Já a Rússia foi quem mais atrapalhou as negociações, pois está interessada em “salvar a sua fonte” de rendimento que é o gás. E o papel da China, Rússia e Estados Unidos – ou também a Índia, entre outros – colocam o problema do verdadeiro multilateralismo. “Se o fim do multilateralismo é uma tragédia política, é também uma tragédia ecológica, porque o multilateralismo baseia-se na ideia de que somos interdependentes.” E mesmo os poderes absolutos não ficam a ganhar: “Posso ter poderes brutais, mas não vou ganhar porque dependo do outro.

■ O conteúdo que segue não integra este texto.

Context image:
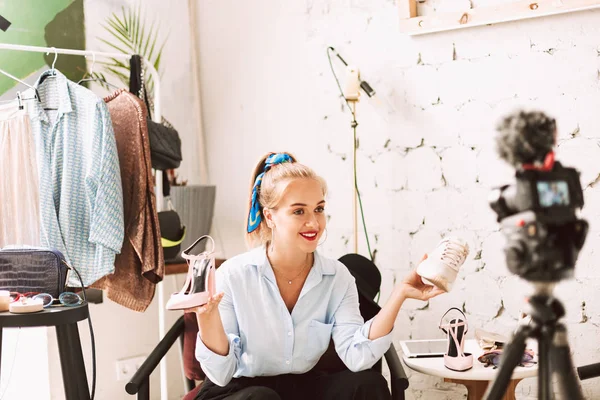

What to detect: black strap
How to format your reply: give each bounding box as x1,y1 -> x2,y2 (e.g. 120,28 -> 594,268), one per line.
129,54 -> 143,98
163,171 -> 171,197
129,54 -> 152,120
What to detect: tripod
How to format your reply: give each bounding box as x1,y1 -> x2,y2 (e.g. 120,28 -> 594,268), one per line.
485,283 -> 583,400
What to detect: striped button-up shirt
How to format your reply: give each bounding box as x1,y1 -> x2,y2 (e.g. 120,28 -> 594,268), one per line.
27,70 -> 124,286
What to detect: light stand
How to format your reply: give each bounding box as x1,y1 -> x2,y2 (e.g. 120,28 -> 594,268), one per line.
328,47 -> 375,256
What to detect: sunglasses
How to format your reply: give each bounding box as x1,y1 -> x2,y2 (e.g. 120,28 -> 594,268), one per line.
10,292 -> 83,308
478,349 -> 537,369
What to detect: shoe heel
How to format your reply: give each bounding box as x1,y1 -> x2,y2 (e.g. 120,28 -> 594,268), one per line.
440,307 -> 473,371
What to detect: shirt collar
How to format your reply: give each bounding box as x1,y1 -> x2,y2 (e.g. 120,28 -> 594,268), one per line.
253,246 -> 336,286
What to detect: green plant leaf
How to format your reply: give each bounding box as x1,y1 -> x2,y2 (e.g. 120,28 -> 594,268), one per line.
98,0 -> 166,98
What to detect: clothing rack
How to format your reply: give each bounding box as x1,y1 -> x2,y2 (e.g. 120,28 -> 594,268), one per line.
0,43 -> 168,400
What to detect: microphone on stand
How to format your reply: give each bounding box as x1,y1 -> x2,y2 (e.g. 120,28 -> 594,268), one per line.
329,46 -> 375,97
0,15 -> 10,32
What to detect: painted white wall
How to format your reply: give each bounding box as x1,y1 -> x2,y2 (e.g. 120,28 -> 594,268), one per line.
197,0 -> 600,399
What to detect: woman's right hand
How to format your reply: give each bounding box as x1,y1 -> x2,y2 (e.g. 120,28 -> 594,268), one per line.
184,292 -> 224,317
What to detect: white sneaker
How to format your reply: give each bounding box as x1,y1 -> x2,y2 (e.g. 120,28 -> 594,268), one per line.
417,237 -> 469,292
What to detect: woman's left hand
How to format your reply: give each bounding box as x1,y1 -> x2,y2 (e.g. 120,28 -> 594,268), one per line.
400,254 -> 446,300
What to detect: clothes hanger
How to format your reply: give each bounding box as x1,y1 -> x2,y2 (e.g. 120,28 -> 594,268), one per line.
0,69 -> 41,110
38,47 -> 58,111
77,52 -> 120,90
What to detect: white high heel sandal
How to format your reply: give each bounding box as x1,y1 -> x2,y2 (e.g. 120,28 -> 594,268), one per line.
440,307 -> 473,371
167,235 -> 216,310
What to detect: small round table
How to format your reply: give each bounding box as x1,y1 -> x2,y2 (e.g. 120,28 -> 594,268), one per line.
0,303 -> 90,400
402,339 -> 538,400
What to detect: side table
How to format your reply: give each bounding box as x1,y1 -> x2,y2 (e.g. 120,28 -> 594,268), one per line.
0,303 -> 90,400
402,339 -> 538,400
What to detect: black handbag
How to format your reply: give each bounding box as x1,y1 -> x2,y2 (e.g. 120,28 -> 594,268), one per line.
158,199 -> 185,264
129,55 -> 182,171
0,247 -> 69,299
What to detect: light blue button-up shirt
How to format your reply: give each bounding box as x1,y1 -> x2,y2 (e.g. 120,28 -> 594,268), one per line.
196,246 -> 392,386
26,70 -> 125,287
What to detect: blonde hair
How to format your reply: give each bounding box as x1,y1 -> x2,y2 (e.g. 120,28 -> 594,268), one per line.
246,152 -> 327,248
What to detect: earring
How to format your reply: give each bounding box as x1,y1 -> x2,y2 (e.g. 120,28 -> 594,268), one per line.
270,225 -> 275,253
317,228 -> 327,246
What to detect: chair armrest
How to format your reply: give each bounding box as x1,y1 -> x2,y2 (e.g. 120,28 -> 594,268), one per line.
385,344 -> 408,399
125,316 -> 184,394
577,363 -> 600,380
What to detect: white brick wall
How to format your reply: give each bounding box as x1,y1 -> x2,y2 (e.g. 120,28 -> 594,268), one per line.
199,0 -> 600,399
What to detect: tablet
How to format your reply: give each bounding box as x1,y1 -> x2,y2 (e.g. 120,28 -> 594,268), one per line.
400,339 -> 448,358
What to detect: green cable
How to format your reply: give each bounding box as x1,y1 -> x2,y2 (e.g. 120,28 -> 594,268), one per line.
327,47 -> 373,261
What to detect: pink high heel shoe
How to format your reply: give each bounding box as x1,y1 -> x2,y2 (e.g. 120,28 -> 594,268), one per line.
440,307 -> 473,371
167,235 -> 216,310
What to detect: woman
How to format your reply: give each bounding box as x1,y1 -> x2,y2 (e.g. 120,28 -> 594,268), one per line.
194,153 -> 442,400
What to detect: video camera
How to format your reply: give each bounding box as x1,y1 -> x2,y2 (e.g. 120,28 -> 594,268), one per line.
489,111 -> 588,282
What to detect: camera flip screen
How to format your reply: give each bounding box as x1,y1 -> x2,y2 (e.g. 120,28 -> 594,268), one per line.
536,181 -> 570,208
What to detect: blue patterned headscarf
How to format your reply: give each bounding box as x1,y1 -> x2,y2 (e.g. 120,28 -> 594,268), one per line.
248,153 -> 293,233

E a nível ecológico é a mesma coisa: não posso ganhar sobre a natureza, porque se eu a forçar ela vai destruir-me. E esse limiar já foi ultrapassado.” Podemos ser negacionistas das alterações climáticas, mas “quando despertarmos será tarde demais”.

Há “um ganho de consciência da sociedade civil” em relação ao consumo, sublinha Vinícius Paixão. “Esse é um lugar que o capitalismo não gosta de toca: o consumo” e o aumento de consciência dos consumidores, “mesmo que precário”, pode ajudar a que haja mais pressão política na tomada de decisões. Por outro lado, não há índices que meçam a exploração e a destruição de recursos ou o esgotamento já visível em várias áreas.

Os católicos vão despertar?

Insistindo em outros pormenores positivos, Vinícius Paixão destaca, entre outras, investigações apresentadas na COP sobre tecnologias para filtrar água; a forma como comunidades indígenas se alimentam; ou que mostram que os sistemas agroflorestais integrados são muito mais produtivos. Ou ainda retratos de mulheres indígenas, ribeirinhas e que vivem em regiões pobres muito afetadas pelas alterações climáticas, e das soluções que elas encontram para mitigar os efeitos das mudanças do clima: por exemplo, como remedeiam o problema de uma casa que não tem uma estrutura mínima de isolamento térmico. A realização de um desfile de moda, que incluía mulheres privadas de liberdade que fizeram um curso de confecção com materiais locais “e que tentavam falar do imaginário delas” foi também uma bela surpresa que Vinícius Paixão presenciou.

Também se devem relativizar alguns fracassos, defende: “Conversei com um colega que esteve na Eco 92”, a primeira Conferência do Clima, no Rio de Janeiro. “Ele dizia que a tensão [durante a negociação] era muito grande”. E se no final se conseguir concretizar cinco por cento do que foi proposto já será bom. “Talvez a distância entre o que foi falado e o que foi decidido não gere esse sentimento de frustração, quando se acompanha o processo um pouco mais de perto, porque ambientes de negociação são sempre tensos.”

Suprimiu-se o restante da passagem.